Breaking Down Barriers — Once I trusted my caseworker, I was able to make progress

I met my caseworker Gloria when I went to rehab after I got the case. The first time we met, she explained how she could help me get my kids back if I put forth the effort. It was hard to believe her because she worked for the same people who took the ones I loved. But she let me know that my children belonged with me, that she believed in me and that I could do this.

Finally, she asked me if there was anything that she could do for me.

My daughters Sheryl, 3, and Jayme, 2, had been taken into custody when they both tested positive for meth.
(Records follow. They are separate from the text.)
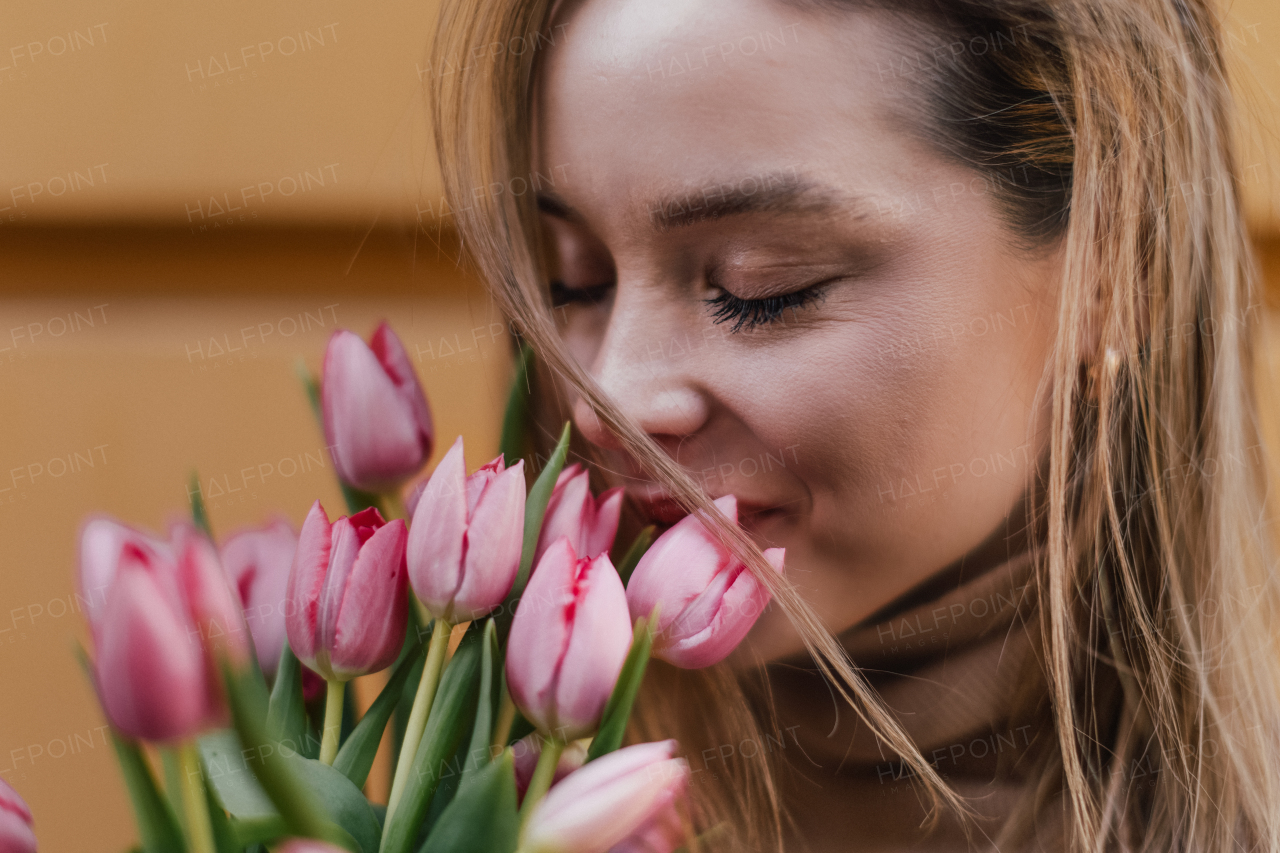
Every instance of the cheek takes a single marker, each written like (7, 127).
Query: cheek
(583, 331)
(912, 411)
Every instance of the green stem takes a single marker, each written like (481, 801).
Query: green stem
(417, 717)
(199, 829)
(542, 780)
(506, 717)
(332, 721)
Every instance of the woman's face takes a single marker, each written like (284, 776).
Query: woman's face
(803, 304)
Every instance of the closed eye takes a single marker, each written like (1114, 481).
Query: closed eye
(593, 295)
(750, 314)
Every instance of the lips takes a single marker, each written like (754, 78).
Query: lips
(661, 509)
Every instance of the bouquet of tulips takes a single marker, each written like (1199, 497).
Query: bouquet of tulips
(516, 648)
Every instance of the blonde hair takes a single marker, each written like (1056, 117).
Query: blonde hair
(1153, 501)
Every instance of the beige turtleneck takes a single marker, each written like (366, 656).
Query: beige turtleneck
(949, 660)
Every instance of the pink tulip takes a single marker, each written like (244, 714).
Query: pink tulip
(608, 801)
(526, 752)
(101, 542)
(346, 603)
(568, 641)
(709, 600)
(375, 415)
(16, 824)
(589, 523)
(464, 547)
(257, 566)
(663, 833)
(165, 624)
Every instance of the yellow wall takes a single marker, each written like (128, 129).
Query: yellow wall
(118, 284)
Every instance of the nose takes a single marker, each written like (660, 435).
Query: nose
(645, 365)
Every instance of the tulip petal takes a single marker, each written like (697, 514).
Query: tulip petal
(493, 543)
(371, 616)
(603, 527)
(391, 354)
(739, 609)
(675, 570)
(306, 580)
(539, 634)
(597, 648)
(608, 799)
(435, 538)
(150, 664)
(100, 542)
(373, 429)
(16, 822)
(213, 606)
(343, 551)
(257, 568)
(479, 480)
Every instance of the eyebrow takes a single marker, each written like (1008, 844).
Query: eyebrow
(771, 194)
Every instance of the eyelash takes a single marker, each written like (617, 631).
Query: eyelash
(750, 314)
(594, 295)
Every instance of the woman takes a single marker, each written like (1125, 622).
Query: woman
(955, 297)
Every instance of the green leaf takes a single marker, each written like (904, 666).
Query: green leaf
(173, 780)
(286, 711)
(341, 801)
(356, 498)
(515, 419)
(535, 510)
(199, 515)
(414, 634)
(158, 825)
(455, 705)
(232, 775)
(617, 710)
(279, 779)
(224, 836)
(478, 752)
(357, 753)
(483, 817)
(632, 556)
(227, 767)
(259, 830)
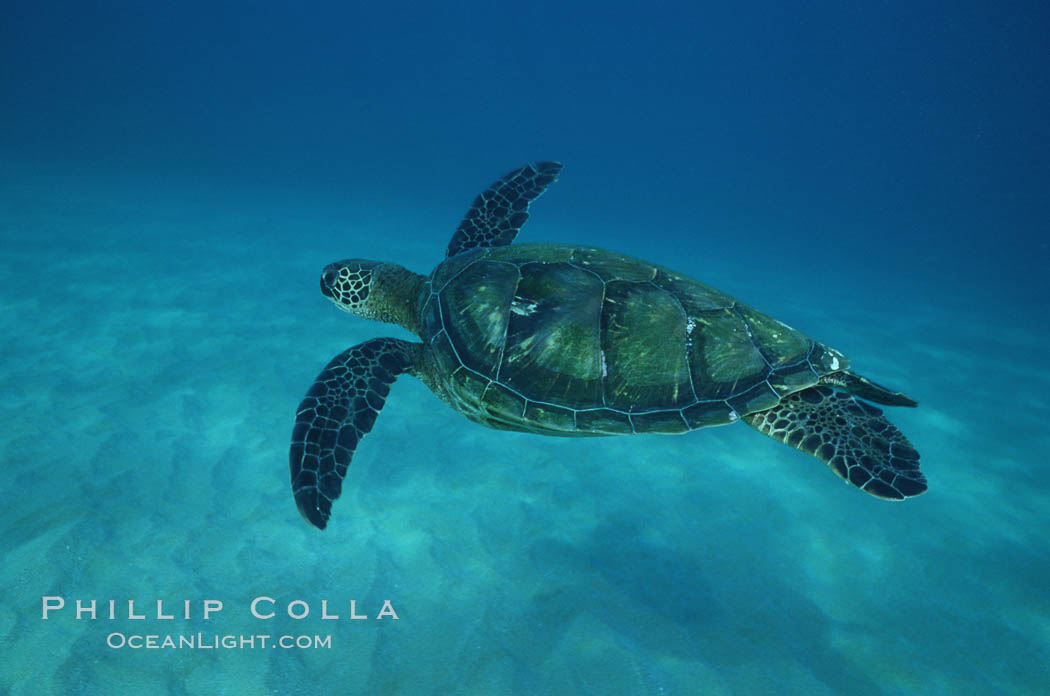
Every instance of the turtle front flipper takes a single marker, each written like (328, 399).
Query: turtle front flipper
(865, 388)
(849, 436)
(337, 412)
(500, 211)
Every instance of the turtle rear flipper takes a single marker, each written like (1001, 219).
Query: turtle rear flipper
(337, 412)
(849, 436)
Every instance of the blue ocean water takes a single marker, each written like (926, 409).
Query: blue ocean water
(173, 178)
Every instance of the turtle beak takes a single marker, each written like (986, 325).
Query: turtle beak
(328, 280)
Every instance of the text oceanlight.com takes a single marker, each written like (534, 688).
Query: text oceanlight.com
(211, 641)
(261, 608)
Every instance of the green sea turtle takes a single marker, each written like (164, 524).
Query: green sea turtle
(566, 340)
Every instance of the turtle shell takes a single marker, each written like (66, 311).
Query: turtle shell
(575, 340)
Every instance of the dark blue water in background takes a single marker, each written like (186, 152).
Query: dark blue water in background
(173, 177)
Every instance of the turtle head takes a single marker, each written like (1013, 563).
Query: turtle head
(374, 290)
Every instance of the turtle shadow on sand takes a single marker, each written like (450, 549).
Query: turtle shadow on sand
(572, 341)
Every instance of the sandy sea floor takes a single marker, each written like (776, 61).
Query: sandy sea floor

I thought there was no way my kids could’ve tested positive because
I would do it away from them, so I believed that New Mexico’s Children, Youth and Families Department (CYFD) was doctoring the tests. (It wasn’t until later that I found out what really happened to my girls. I had taken some dope to a guy that was staying in a motel room with my kids’ mother. My girls got into the dope, ate it and got sick. Then the guy called CYFD). But I thought the reason my kids were sick was just a stomach bug.
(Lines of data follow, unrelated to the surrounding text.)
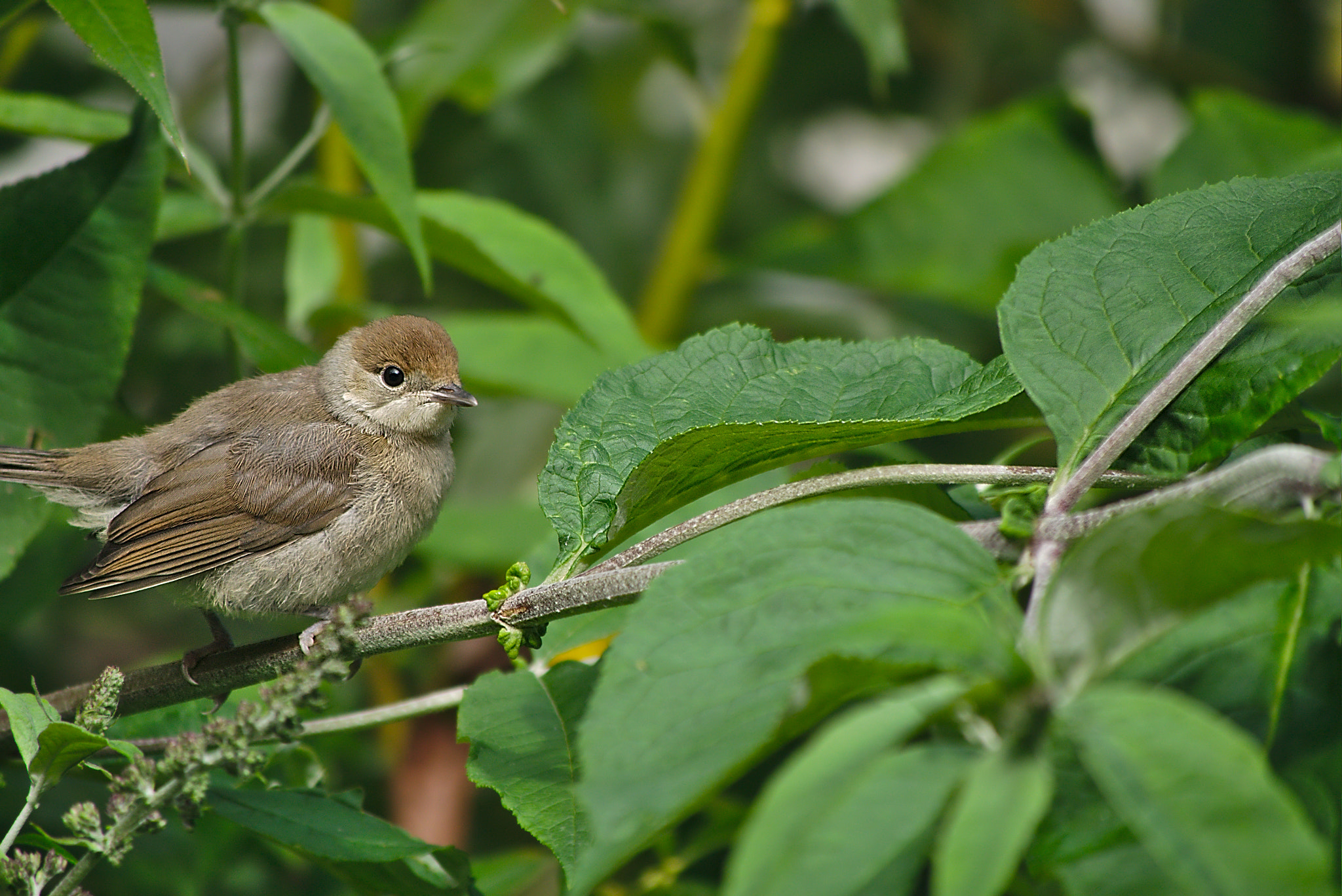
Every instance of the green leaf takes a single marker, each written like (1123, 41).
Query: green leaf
(185, 215)
(869, 834)
(991, 824)
(1235, 136)
(46, 116)
(732, 403)
(1141, 573)
(29, 715)
(477, 52)
(522, 732)
(312, 267)
(121, 34)
(875, 23)
(1097, 318)
(485, 536)
(349, 77)
(1197, 793)
(976, 206)
(712, 658)
(525, 354)
(799, 840)
(266, 345)
(1117, 871)
(533, 262)
(75, 242)
(443, 872)
(61, 747)
(1258, 375)
(317, 823)
(371, 855)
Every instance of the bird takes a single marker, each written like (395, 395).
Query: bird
(285, 493)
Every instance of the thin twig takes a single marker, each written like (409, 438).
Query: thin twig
(892, 475)
(321, 121)
(1192, 364)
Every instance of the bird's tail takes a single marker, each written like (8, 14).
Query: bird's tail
(30, 466)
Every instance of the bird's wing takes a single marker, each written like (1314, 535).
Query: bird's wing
(240, 496)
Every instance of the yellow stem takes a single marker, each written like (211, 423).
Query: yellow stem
(337, 171)
(681, 259)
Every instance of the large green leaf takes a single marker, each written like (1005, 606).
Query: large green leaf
(712, 658)
(29, 717)
(1097, 318)
(477, 52)
(976, 206)
(349, 77)
(1237, 136)
(1197, 793)
(991, 823)
(1140, 574)
(75, 243)
(732, 403)
(522, 732)
(532, 261)
(121, 34)
(46, 116)
(809, 831)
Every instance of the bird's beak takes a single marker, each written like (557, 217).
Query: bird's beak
(453, 395)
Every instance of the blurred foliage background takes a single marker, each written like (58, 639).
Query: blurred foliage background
(858, 168)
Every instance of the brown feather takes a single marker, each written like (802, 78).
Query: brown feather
(230, 499)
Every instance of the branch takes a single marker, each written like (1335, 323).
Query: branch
(898, 474)
(1048, 551)
(1267, 479)
(250, 664)
(1192, 364)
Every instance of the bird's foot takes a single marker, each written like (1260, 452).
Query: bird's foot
(221, 640)
(308, 637)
When my kids were taken, I became very defensive. I felt violated, like a part of me had been ripped away. I had a hard time trusting anyone and I wanted to blame my kids’ mother, CYFD, law enforcement and especially the guy who called CYFD. My lack of trust made me very resistant to the help that they were trying to give. I also had been using meth for about 10 years and did not think that I could quit. But deep down I knew that I was to blame.

HANDLED WITH CARE

I met Gloria a week before Christmas and about four weeks since I’d seen my kids. I told Gloria that I would love to see them.

Before they were taken, they saw me just about every day. We had a very strong bond. Since we’d been separated, I’d wonder if they felt as bad I as did.
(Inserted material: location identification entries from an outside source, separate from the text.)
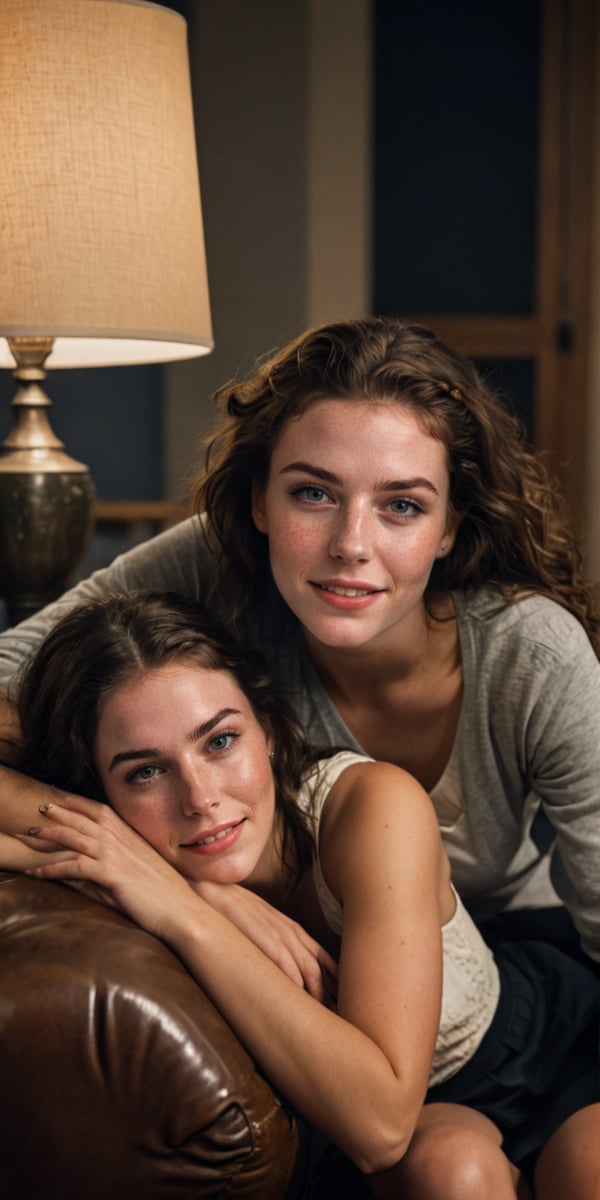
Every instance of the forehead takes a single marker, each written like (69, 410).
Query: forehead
(359, 427)
(183, 683)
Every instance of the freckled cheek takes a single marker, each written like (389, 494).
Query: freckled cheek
(292, 543)
(145, 819)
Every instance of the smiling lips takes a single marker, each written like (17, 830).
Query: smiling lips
(343, 595)
(214, 843)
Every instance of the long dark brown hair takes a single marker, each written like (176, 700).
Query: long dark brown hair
(105, 643)
(511, 531)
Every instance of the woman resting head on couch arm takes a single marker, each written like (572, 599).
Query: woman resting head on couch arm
(138, 701)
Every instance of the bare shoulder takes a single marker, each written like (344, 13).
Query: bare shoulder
(377, 813)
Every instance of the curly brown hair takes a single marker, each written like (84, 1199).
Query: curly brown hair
(103, 643)
(511, 528)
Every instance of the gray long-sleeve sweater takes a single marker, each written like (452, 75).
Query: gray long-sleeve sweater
(525, 768)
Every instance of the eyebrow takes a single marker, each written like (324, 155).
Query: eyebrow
(393, 485)
(155, 753)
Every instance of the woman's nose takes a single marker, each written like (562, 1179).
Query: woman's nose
(351, 537)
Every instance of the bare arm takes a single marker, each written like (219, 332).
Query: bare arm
(383, 858)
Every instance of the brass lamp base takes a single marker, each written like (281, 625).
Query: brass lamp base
(46, 497)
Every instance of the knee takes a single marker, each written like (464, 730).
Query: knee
(455, 1164)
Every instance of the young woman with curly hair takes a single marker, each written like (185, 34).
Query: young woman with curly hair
(139, 701)
(372, 520)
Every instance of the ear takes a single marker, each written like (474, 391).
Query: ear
(448, 540)
(258, 508)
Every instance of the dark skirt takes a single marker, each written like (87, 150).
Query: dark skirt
(539, 1061)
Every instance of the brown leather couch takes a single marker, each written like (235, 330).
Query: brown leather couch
(119, 1080)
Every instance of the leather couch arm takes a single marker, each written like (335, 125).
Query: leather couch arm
(118, 1077)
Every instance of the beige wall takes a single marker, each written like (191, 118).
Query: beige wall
(283, 133)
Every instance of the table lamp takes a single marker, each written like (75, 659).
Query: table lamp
(101, 245)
Gloria said they usually didn’t take kids to rehab but she would see what she could do.

A few days later she called telling me that my kids and I would be having a two-hour visit.

I will never forget that Christmas. I was in rehab with some awesome people; they made drawings and toys out of paper for me to give to my kids.

When I had my visit, my girls came running and jumped on me, giving me hugs. I can remember Sheryl saying, “Dad, I want to go home.” I didn’t want them to know how bad I was feeling so I talked to them about how I was getting well.

Something else happened that day; Gloria showed me that I could trust her.

TRUST LEADS TO PROGRESS

When I got out of rehab, I was able to change my attitude and work with people at CYFD constructively. I was willing to do the things on my treatment plan and was able to talk to the worker about all the stuff that I was doing and how I could do more to get the girls back. She made me feel like she was there to help.

My daughters returned home to me after time.

It’s important for a caseworker to get on the parents’ good side because it’s so hard to trust the people who have taken your children. But when there’s trust, parents are more receptive to hearing about behaviors that need to change. Now when I tell my story to other parents, I always talk about how my caseworker was the one who helped me gain that trust.